Funded by the Bill & Melinda Gates Foundation (BMGF), an international team of researchers have ranked the best and worst nations based on access to healthcare, and the quality of it, using a novel metric.
Published in The Lancet, it reveals that the US, by far the wealthiest nation on Earth, comes in at #29. This doesn’t sound great if you think America’s strange, lop-sided, and under-attack healthcare system is the best in the world, but it’s still quite high on the list, mind you – there are 195 nations on Earth, after all. It’s also in familiar company, with the UK, Singapore, and South Korea all appearing in the upper levels of the ranking.
The team behind this endeavor are all collaborators on the Global Burden of Disease (GBD), a tool that aims to quantify health loss so that others can rectify such problems. Using reams of collected data from the GBD initiative’s 2016 assessment of the world’s health, they’ve now published it in the form of a ranking.
Known as the Healthcare Access and Quality (HAQ) Index, it’s primarily derived from an assessment of the incidences of 32 causes of preventable death. These include diseases you can avoid by getting vaccinated, cardiovascular diseases, surgery-treatable gastrointestinal conditions, a variety of cancers, and so on.

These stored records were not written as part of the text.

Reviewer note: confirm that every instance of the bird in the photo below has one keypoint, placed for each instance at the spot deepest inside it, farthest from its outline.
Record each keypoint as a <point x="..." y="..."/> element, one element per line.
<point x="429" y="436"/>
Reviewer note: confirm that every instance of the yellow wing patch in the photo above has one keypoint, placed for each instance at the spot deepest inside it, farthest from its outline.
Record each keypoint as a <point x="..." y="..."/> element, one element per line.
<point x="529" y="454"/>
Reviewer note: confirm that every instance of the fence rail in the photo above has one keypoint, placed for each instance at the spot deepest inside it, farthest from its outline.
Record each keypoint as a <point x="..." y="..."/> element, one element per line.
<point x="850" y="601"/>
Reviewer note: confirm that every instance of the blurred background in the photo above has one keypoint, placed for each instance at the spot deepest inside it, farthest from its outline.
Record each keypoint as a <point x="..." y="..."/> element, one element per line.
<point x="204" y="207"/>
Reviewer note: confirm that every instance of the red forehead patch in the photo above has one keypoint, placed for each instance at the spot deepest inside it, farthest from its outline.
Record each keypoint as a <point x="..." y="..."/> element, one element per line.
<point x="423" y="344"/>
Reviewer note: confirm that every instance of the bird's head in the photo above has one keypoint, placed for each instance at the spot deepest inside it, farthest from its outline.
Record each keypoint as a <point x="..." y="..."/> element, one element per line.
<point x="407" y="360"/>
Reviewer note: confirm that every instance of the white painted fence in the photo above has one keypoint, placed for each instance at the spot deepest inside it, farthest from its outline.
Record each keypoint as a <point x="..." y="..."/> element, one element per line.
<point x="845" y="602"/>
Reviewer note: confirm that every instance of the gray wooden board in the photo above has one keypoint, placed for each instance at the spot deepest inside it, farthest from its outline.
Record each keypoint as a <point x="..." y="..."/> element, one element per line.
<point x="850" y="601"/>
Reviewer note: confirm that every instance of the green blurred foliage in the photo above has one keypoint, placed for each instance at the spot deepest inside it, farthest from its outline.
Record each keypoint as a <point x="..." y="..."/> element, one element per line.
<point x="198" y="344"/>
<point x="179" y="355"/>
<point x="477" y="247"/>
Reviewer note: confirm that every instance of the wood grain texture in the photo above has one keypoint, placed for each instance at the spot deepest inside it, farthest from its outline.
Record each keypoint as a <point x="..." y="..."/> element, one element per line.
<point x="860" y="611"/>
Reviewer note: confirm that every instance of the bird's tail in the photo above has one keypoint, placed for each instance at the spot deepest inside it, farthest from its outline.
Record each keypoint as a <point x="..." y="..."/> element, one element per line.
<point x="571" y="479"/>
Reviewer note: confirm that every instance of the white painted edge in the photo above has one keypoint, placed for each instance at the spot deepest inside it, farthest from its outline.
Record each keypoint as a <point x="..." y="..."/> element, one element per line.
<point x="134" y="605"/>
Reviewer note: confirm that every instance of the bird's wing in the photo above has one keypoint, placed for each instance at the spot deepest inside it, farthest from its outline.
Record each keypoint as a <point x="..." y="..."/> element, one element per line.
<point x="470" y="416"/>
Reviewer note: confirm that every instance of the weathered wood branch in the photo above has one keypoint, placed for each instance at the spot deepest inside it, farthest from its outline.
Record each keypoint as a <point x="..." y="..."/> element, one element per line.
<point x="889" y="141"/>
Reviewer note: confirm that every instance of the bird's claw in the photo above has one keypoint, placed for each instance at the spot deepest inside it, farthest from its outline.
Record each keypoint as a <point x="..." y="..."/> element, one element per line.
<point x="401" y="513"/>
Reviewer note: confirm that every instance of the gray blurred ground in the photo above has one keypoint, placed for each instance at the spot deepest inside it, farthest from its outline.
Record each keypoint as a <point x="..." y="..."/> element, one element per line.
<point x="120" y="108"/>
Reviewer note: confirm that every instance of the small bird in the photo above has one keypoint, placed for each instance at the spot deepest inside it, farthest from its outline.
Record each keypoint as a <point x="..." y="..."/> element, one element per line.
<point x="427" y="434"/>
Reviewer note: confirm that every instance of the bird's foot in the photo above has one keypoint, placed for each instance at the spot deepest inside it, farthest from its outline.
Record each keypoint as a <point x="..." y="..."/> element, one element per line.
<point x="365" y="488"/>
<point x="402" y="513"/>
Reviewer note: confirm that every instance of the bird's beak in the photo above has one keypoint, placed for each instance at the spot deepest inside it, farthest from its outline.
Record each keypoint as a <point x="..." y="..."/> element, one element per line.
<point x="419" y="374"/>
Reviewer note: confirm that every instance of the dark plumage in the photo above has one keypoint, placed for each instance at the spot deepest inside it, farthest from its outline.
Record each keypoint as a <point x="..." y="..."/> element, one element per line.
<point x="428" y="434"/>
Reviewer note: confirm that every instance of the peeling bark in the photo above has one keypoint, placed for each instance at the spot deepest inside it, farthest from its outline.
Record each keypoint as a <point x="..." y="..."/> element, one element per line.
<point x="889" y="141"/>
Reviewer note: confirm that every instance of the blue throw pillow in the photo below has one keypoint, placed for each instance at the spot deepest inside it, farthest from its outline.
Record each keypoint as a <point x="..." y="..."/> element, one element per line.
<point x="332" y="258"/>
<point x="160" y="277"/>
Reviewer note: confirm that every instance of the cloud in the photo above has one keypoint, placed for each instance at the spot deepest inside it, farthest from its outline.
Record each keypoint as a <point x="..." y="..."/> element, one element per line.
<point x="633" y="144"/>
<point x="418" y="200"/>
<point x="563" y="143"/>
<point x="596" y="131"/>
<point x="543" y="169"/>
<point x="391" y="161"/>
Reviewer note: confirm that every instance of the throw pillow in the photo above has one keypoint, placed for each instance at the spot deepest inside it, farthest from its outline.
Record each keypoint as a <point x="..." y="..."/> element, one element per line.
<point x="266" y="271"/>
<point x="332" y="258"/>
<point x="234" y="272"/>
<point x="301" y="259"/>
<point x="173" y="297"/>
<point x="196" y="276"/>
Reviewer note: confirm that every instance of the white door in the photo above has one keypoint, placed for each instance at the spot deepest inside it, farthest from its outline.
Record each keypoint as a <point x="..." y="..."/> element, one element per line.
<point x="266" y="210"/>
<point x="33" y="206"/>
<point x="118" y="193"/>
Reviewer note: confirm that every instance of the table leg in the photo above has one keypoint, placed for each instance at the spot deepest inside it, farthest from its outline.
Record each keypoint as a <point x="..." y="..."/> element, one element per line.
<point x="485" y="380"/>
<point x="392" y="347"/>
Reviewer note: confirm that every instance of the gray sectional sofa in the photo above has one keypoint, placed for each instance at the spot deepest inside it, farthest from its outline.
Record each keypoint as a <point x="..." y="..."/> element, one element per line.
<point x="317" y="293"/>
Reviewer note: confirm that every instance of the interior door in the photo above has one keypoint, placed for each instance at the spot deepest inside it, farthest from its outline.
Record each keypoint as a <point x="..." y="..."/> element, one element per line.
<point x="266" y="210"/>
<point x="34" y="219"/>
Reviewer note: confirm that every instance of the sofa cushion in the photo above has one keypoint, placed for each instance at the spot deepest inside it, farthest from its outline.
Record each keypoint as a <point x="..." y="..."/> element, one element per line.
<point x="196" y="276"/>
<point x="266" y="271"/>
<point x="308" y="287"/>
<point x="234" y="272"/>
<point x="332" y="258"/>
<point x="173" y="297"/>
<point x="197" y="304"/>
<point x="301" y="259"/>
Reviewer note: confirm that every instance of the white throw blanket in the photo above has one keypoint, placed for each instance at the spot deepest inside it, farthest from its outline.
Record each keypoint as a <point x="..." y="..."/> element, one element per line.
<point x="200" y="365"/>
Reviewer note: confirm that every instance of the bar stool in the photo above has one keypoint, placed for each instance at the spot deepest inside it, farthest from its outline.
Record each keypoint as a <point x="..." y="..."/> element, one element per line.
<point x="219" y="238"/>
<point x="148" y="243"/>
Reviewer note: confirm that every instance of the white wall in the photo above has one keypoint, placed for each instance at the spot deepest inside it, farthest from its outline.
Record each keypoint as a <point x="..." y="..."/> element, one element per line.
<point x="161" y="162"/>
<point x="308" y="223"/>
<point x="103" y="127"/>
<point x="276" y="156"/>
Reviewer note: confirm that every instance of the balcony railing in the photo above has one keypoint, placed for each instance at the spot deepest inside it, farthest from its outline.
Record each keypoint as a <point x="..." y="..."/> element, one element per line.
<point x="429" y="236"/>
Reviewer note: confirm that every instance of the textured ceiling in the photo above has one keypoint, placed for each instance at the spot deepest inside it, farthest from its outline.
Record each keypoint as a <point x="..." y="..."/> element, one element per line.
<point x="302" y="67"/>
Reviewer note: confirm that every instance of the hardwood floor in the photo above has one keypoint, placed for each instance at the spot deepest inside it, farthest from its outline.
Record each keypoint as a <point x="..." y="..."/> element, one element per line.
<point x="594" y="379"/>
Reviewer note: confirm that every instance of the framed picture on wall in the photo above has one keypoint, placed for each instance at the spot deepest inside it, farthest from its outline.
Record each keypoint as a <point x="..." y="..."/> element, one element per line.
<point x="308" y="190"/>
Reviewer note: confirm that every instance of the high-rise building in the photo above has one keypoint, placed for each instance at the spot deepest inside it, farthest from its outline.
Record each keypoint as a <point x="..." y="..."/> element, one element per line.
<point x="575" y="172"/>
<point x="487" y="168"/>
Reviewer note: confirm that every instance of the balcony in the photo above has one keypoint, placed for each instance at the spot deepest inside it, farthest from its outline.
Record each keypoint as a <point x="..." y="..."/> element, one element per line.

The open-access paper – a hallmark feature of BMGF research publications – explains that if people have access to solid healthcare systems, there should be lower incidences of these afflictions.
Using carefully weighted methods, each country was scored on a scale from 0-100. Here, 0 represents the worst levels of the incidences of these preventable diseases from 1990 to 2016. This scoring was conducted on a global, national, and (in parts) subnational level.
Fortunately, it looks like between 1990 and 2016, there has been a global improvement in such matters. Sub-Saharan Africa and South-East Asia have seemingly drastically improved since the turn of the millennium, compared to the time period beforehand.
The overall country rankings make for some interesting reading, and can be viewed in full here. The top 10 are:
1 – Iceland
2 – Norway
3 – Netherlands
4 – Luxembourg
5 – Australia
6 – Finland
7 – Switzerland
8 – Sweden
9 – Italy
10 – Andorra
The bottom 10 are:
186 – Burundi
187 – Ivory Coast
188 – South Sudan
189 – Kiribati
190 – Guinea
191 – Afghanistan
192 – Chad
193 – Guinea-Bissau
194 – Somalia
195 – Central African Republic
There is no single factor that explains these trends. Access and deployment of healthcare depend on population numbers and distribution, government policy, trust (or lack thereof) in the healthcare system (including vaccines), the presence of socio-economic inequality, and more. Quality healthcare depends on how it’s managed, integrated into the country’s infrastructure, and funded.
Seven countries were assessed on subnational levels too, and in all cases, it inferred that healthcare is not given out equally. The authors found that in China, for example, Beijing had a HAQ score of 91.5, but in Tibet, it’s 48. In Japan, by way of contrast, the smallest subnational disparity was observed, coming in at a difference of 4.8 from the highest HAQ to the lowest.
Then, there’s the US. It has a disparity value more than twice that of Japan’s, which the team tentatively linked to challenges of getting healthcare to everyone that needs it, and – most importantly – economic and healthcare inequality in poorer regions.
Whatever you think of the politics, it’s impossible to argue that healthcare in the US is weirdly expensive compared to other developed nations for individual Americans; significantly, this means those with larger wallets have access to better healthcare. The Affordable Care Act (“Obamacare”) was a way of leveling the playing field for the less well-off; sadly, the latest GOP tax bill was essentially a redistribution of wealth to the rich.
As others have before it, this study hints that inequality – in the US, or anywhere – is a killer.